When do you arrive in Berlin?

Driver::

I arrive tomorrow and leave the day after tomorrow.

As illustrated in the example, the driver can already indicate some input parameters when addressing the system for the first time. The system checks which input parameter are missing in order to send a request to HRS. The system prompts the user and collects the missing information. Although the system asks for only one parameter, the user is able to give more or other information than requested.

When the parameters have been input, HRS is called to retrieve the list of hotels. The user can now continue the interaction by speaking freely and without having to call certain commands.

4.1.3 Comparison of Dialog Strategies

The TRINDI ticklist from Bohlin et al. [1], which characterizes the dialog behavior of a SDS with the help of 12 Yes-No questions, gives a good overview of the implemented dialog features. Both of the SDS prototypes have been developed and differentiated corresponding to this list. The filled out TRINDI ticklist for both dialog strategies is illustrated in Table 2.1.

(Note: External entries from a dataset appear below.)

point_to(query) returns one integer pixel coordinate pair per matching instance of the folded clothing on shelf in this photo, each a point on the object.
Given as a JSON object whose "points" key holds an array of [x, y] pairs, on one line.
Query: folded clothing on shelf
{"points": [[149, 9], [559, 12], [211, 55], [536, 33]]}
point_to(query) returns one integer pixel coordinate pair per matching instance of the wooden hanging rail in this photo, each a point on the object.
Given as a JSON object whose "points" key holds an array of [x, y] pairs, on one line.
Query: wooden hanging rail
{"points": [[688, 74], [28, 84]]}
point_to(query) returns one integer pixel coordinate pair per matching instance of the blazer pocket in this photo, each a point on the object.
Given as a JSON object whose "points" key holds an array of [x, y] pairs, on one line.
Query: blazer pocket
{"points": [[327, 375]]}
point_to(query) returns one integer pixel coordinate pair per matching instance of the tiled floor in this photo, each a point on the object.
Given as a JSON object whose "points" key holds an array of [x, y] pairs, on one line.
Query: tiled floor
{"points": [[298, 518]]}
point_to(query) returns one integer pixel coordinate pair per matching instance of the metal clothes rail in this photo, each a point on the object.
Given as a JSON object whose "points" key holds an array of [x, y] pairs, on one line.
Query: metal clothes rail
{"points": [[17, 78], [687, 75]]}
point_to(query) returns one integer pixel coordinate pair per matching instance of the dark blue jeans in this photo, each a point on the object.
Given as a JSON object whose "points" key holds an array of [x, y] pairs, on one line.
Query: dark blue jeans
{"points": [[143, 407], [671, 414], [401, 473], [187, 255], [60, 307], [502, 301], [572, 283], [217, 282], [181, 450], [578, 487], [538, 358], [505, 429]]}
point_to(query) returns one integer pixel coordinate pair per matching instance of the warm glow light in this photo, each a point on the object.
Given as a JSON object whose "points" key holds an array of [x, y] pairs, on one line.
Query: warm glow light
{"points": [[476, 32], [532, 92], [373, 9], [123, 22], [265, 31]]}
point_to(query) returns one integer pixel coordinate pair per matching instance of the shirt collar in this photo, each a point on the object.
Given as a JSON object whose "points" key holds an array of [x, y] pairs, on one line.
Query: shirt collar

Table 2.1 Characterization of speech dialog strategies on the basis of the TRINDI ticklist

In this research work the most important dialog features which allow for a differentiation of both dialog strategies have been realized so far. Concerning the dialog design of the conversational dialog, we set a high value on the flexibility to input parameters by speech (e.g., Q2, Q3, Q12). Dialog features which are no beneficial characteristic of one of the dialog strategies and which do not reveal differences in the evaluation are left out to lower the development effort (e.g., Q5, Q6, Q8). Impact of the environment on the speech interaction is not in focus of this research (Q8). The dialog flow of a hotel booking dialog is linear and does not allow for context-relevant branches whereby Q11 becomes superfluous.

4.2 GUI Design

The different GUIs have been designed in order to support the speech dialog strategies the most and to raise the level of naturalness in the interaction. The different GUIs have been customized corresponding to the dialog strategies only as much as necessary since an objective comparison is targeted. When designing the screens we followed the international standardized AAM guidelines [3] which determine the minimum font sizes, the maximum numbers of widgets, etc., in order to minimize distraction. In the following the general differences of the different GUI concepts are described with the aid of screenshots.

4.2.1 Command-Based Dialog GUI

In the command-based dialog strategy, the driver uses commands to speak to the system. In order to give the driver an understanding of the “speakable” commands, the speech dialog is supported by the GUI. For that reason the currently possible speech commands are displayed on the screen at all times, which may lead to a high visual distraction. Hence, in automotive terms the command-based speech dialog strategy is also called “speak-what-you-see” strategy.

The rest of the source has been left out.